H. Briggs
Private, London Regiment, ‘A’ Coy. 23rd Bn.
Service no. 701038
Died on 5 April 1918, aged 19
Remembered at Martinsart British Cemetery, Somme, France
Chris Burge writes:
Mark Harry Briggs was born in Lambeth on 14 May 1898 and was baptised at All Saints’, South Lambeth on 12 June. He was named after his father, and his parents Mark Harry and Elizabeth Jane Briggs were living in three rooms at 5 Madrid Place, off Dorset Road, which was still the family home in 1911. Six of Elizabeth’s eight children had survived infancy and in the 1911 census, Mark’s father had placed his son, now aged 12, above all his sisters names in the census return. They were: Elizabeth Jane, 17; Esther Amy, 11; Phyllis Winifred, six; Florence Gertrude, five; and Ruby Ellen, just eight months old. Mark’s father was working as a house painter and his sister Elizabeth as a domestic servant. There was one final addition to the family when Ernest John Briggs was born in 1912.
Mark was 16 at the outbreak of war and was underage when he volunteered at St John’s Hill, Clapham Junction on 18 April 1915, the administrative base of the 23rd London Regiment. He claimed to be over 19 and at 5ft 6in in height passed the medical with ease. He was posted to the 2/23rd London Regiment as 3556, Pte. Briggs. His parents informed the authorities of his true age and prevented him from going overseas until he was over 19. Mark spent time in the 108th Provisional Battalion before being sent to France on 29 September 1916. In the summer of 1917 he was hospitalised in France with pleurisy, suffered an arm wound in November 1917 and was unfit for duty for a month. He was granted home leave in January 1918. In March and April 1918 the 1/23rd London regiment were on the old Somme battlefield near Aveluy Wood, north of Albert. They were in the path of the enemy’s spring offensive and suffered hundreds of casualties at the end of March and particularly on 5 April 1918.

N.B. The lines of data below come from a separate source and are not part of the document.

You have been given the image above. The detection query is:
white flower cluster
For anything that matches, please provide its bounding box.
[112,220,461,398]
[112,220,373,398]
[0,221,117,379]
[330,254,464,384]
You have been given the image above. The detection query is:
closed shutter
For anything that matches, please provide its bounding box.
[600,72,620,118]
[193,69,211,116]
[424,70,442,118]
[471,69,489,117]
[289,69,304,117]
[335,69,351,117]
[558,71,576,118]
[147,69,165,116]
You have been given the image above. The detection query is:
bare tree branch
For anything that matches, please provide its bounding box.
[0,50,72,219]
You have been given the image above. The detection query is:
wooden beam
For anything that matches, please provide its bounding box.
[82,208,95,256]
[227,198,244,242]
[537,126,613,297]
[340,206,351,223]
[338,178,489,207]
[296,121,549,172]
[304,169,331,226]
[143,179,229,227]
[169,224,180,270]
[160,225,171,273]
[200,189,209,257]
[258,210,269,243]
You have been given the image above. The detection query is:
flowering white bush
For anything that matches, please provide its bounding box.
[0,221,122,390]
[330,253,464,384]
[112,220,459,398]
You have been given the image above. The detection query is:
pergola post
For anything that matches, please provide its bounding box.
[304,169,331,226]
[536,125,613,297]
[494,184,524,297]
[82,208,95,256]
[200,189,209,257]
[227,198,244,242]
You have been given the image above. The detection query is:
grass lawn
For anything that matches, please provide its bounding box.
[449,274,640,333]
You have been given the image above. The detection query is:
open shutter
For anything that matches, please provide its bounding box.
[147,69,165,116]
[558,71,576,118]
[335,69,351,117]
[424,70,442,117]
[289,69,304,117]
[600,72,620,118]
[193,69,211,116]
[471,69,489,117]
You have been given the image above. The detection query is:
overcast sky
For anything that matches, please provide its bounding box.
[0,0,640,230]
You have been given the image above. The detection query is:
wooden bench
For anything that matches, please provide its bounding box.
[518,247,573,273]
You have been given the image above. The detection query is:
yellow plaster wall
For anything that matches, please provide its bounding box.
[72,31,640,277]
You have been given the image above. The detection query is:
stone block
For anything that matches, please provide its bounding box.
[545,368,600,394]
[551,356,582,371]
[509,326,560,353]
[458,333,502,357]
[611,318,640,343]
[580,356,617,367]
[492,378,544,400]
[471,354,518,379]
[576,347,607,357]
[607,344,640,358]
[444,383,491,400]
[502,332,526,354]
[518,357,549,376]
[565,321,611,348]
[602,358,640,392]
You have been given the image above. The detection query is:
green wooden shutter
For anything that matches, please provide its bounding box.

In early May 1918 Mark’s parents received notice that he had been reported missing and his name subsequently appeared in British Red Cross & Order Of St John Enquiry List of missing or wounded on 2 August and 20 November 1918. When the military authorities presumed Mark’s death had occurred on, or since, 5 April 1918, the Briggs family were left to come to terms with their loss
It was Mark’s father who completed Army Form W5080 naming himself before his wife and children in order of precedence of the relatives of a deceased soldier. It was witnessed and countersigned at St Anne’s, South Lambeth, on 27 October 1919.The family’s address was now 2 Madrid Place. In another blow to the family, Mark’s father died late in 1921, aged 48. Mark’s mother Elizabeth only received her son medals after providing evidence of her husband’s death.
Mark’s mother Elizabeth remained at 2 Madrid Place into the 1930s before moving to Tooting. She passed away in 1946, aged 71.